JURYS INNS is in talks to add two new budget hotels in central London to its chain and has decided to build a 150-bed extension to its Islington property in the city.
But the chain, which was acquired by Quinlan Private for €1.166 million in 2007, has shelved plans to expand into central and eastern Europe until there is an economic recovery in the region.
Speaking exclusively to The Irish Timesthis week, John Brennan, group chief executive of Jurys Inns, said: "We're very hopeful of being able to secure two additional sites in London in prime locations for Jurys Inns."
Mr Brennan suggested that these properties would involve conversions from offices and would see Jurys Inns operate them on a leasehold basis. He hopes the deals will probably come to fruition in the next six to 12 months.
Jurys Inns has five hotels in London – at Chelsea, Croydon, Heathrow, Islington and Watford.
The Islington property, which already has 387 rooms, is to get a 150-bed expansion.
“We were running at nearly 90 per cent occupancy in Islington last year,” he said.
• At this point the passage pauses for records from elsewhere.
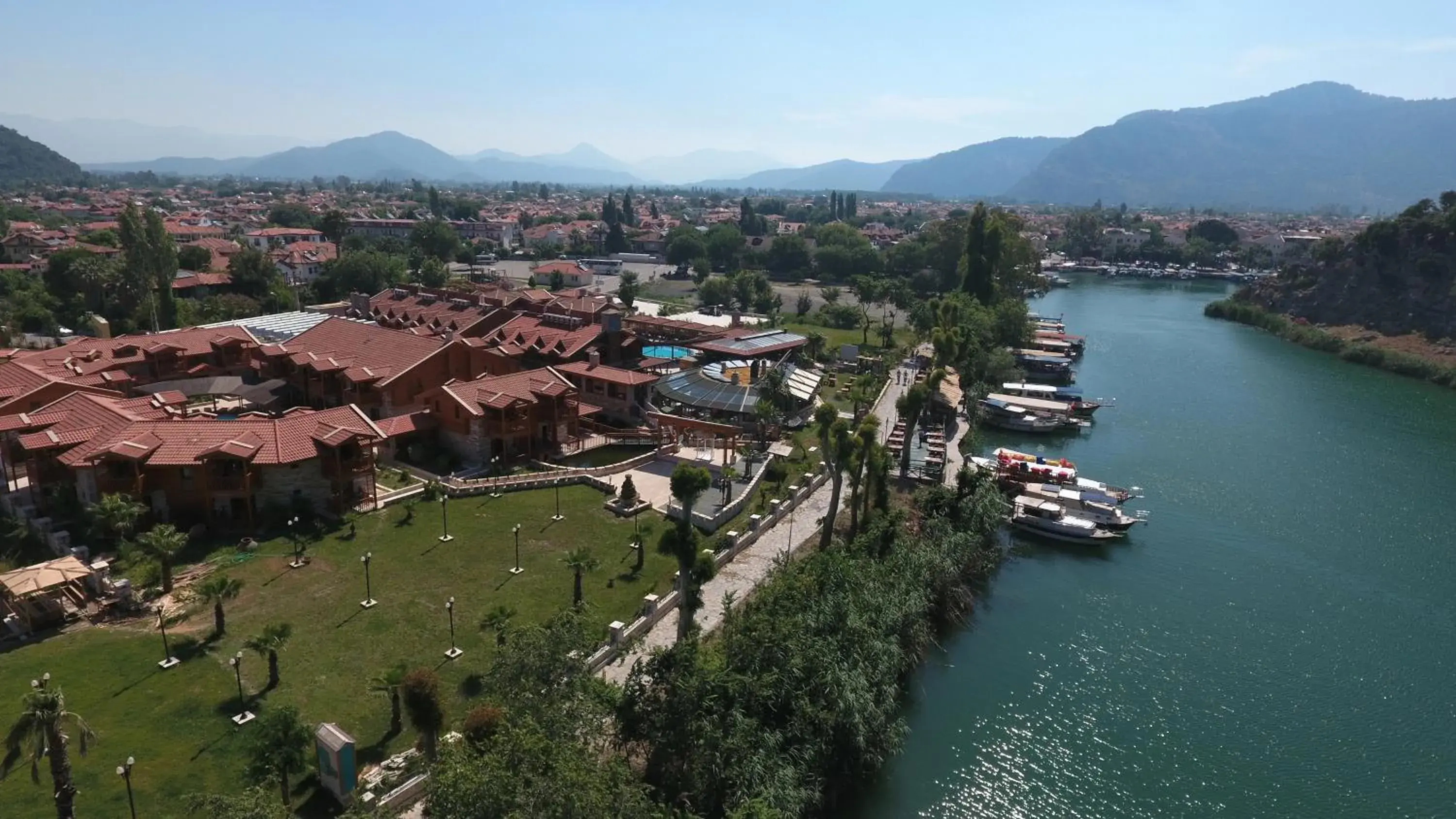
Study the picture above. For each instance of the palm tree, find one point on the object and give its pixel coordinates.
(688, 483)
(814, 345)
(40, 731)
(910, 407)
(421, 694)
(116, 515)
(268, 642)
(498, 620)
(279, 747)
(580, 562)
(864, 444)
(217, 590)
(389, 686)
(832, 434)
(164, 543)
Mr Brennan said the London market has outperformed most other cities in the economic downturn. “The revpar has been down very modestly, if at all,” he said.
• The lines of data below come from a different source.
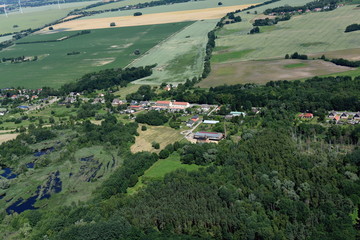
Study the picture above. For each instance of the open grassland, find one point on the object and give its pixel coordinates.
(5, 38)
(160, 134)
(179, 57)
(280, 3)
(147, 19)
(101, 49)
(264, 71)
(307, 34)
(193, 5)
(349, 54)
(160, 168)
(37, 16)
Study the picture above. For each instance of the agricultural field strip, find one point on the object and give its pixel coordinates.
(149, 19)
(101, 49)
(249, 71)
(36, 17)
(191, 40)
(289, 36)
(192, 5)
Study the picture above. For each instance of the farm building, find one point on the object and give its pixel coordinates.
(195, 118)
(174, 106)
(208, 136)
(344, 116)
(182, 105)
(210, 122)
(117, 102)
(135, 107)
(234, 114)
(3, 111)
(306, 115)
(357, 116)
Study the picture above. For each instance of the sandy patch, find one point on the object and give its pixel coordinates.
(121, 46)
(71, 17)
(148, 19)
(349, 54)
(160, 134)
(261, 72)
(100, 62)
(7, 137)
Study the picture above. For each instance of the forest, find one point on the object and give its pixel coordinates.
(280, 179)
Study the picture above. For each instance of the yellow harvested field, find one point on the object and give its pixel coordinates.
(7, 137)
(71, 17)
(148, 19)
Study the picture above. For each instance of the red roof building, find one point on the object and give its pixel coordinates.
(306, 115)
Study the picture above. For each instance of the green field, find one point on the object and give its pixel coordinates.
(5, 38)
(118, 4)
(160, 168)
(174, 7)
(101, 49)
(37, 16)
(306, 34)
(180, 57)
(295, 65)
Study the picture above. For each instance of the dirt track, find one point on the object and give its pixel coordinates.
(148, 19)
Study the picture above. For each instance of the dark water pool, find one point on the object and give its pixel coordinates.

In terms of central and eastern Europe, Mr Brennan said its plans to expand the brand into the region have been postponed. The chain opened its first property on continental Europe in Prague last September and owns a site in Budapest. “We have enough to keep us going for a couple of years in the UK,” Mr Brennan said. “In due course there will be great opportunities in Poland and elsewhere but at the moment there’s better opportunities in the UK. The Czech Republic and Poland are best positioned to come out of recession first and then others will follow,” he said.
Mr Brennan said Jurys Inn would open in Bradford and Portsmouth this year and in Gateshead and Glasgow in 2011.
Jurys Inns, which is heavily indebted, experienced a difficult 2009 with its earnings declining by close to 30 per cent.
But Mr Brennan said a cash injection of £60 million last year and a restructuring of its debt meant the company had sufficient funding for its needs.